Flexible workload management
Apache Cloudberry provides comprehensive workload management capabilities designed to effectively utilize and optimize database resources to ensure efficient and stable operations. Its workload management includes three levels of control: connection level management, session level management, and SQL level management.
Click to view details
- 
Connection pool PGBouncer (connection-level management): Through the connection pool, Apache Cloudberry manages user access in a unified manner, and limits the number of concurrently active users to improve efficiency, and avoid wasting resources caused by frequently creating and destructing service processes. The connection pool has a small memory footprint and can support high concurrent connections, using libevent for Socket communication to improve communication efficiency. 
- 
Resource Group (session-level management): Through resource groups, Apache Cloudberry can analyze and categorize typical workloads, and quantify the CPU, memory, concurrency and other resources required by each workload. In this way, according to the actual requirements of the workload, you can set a suitable resource group and dynamically adjust the resource usage to ensure the overall operating efficiency. At the same time, you can use rules to clean up idle sessions and release unnecessary resources. 
- 
Dynamic resource group allocation (SQL-level management): Through dynamic resource group allocation, Apache Cloudberry can flexibly allocate resources before or during the execution of SQL statements, which can give priority to specific queries and shorten the execution time. 
Multiple compatibility
The compatibility of Apache Cloudberry is reflected in multiple aspects such as SQL syntax, components, tools and programs, hardware platforms and operating systems.

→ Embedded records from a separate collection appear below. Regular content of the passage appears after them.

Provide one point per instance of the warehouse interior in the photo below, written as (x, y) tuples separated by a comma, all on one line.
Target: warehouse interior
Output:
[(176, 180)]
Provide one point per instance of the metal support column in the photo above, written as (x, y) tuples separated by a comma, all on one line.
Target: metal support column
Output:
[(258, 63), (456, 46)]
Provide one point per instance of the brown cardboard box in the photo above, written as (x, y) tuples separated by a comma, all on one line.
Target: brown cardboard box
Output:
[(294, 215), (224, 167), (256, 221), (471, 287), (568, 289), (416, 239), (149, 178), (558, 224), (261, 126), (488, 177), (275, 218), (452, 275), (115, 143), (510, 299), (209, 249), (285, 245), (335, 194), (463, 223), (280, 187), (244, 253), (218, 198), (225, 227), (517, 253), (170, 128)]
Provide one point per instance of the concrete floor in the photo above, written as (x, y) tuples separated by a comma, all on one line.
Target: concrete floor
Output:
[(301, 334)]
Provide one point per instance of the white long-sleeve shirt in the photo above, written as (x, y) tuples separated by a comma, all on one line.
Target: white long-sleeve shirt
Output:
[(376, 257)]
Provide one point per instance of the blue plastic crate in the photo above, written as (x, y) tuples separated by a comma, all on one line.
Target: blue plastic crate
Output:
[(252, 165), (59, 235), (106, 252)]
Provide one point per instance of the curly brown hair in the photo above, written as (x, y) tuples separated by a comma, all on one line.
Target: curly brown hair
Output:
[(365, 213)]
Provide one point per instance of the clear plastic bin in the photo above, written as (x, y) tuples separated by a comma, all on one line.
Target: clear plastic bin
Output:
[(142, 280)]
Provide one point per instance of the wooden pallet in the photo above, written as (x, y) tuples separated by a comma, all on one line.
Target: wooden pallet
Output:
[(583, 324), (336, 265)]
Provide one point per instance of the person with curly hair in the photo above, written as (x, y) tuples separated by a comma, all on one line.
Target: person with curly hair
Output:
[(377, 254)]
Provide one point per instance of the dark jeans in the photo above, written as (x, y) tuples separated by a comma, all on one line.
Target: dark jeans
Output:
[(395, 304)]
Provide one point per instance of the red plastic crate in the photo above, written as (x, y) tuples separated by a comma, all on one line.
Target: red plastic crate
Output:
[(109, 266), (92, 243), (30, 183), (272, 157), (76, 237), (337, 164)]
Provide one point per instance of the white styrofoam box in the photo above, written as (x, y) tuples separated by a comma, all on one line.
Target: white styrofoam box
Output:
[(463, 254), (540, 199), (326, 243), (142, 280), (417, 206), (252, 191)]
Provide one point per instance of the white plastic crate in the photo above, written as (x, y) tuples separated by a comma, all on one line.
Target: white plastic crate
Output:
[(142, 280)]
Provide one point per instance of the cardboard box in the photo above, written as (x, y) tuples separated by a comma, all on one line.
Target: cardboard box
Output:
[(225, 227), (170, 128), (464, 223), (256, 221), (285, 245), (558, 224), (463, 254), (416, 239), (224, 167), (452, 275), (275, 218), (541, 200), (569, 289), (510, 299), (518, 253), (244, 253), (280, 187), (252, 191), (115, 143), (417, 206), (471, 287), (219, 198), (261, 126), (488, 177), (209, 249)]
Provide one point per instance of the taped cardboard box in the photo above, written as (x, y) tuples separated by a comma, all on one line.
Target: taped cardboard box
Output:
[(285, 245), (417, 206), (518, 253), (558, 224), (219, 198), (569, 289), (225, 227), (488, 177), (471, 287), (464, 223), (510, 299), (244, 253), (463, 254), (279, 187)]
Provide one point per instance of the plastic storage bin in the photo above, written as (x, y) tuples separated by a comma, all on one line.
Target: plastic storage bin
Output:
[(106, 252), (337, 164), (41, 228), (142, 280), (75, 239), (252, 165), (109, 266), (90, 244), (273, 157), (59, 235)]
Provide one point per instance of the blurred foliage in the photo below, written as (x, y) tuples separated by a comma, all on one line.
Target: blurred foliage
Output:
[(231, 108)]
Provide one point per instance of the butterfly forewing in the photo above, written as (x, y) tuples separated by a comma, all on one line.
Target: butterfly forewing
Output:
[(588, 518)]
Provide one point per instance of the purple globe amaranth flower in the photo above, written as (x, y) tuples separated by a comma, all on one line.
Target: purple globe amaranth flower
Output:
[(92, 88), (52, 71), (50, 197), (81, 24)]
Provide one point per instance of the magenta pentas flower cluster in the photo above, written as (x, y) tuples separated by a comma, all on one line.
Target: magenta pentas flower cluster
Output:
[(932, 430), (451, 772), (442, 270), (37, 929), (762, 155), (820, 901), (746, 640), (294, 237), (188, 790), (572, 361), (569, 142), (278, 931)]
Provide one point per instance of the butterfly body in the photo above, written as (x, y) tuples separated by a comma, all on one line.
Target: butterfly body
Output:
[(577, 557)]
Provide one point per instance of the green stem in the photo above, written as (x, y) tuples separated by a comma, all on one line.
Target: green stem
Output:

This makes the database flexible enough to deal with different tools, platforms and languages.
Click to view details
- 
SQL compatibility: Apache Cloudberry is compatible with PostgreSQL and Greenplum syntax, supports SQL-92, SQL-99, and SQL 2003 standards, including SQL 2003 OLAP extensions, such as window functions, rollup, andcube.
- 
Component compatibility: Based on the PostgreSQL 14.4 kernel, Apache Cloudberry is compatible with most of the PostgreSQL components and extensions commonly used. 
- 
Tool and program compatibility: Good connectivity with various BI tools, mining forecasting tools, ETL tools, and J2EE/.NET applications. 
- 
Hardware platform compatibility: Can run on a variety of hardware architectures, including X86, ARM, Phytium, Kunpeng, and Haiguang. 
- 
Operating system compatibility: Compatible with multiple operating system environments, such as CentOS, Ubuntu, Kylin, and BC-Linux.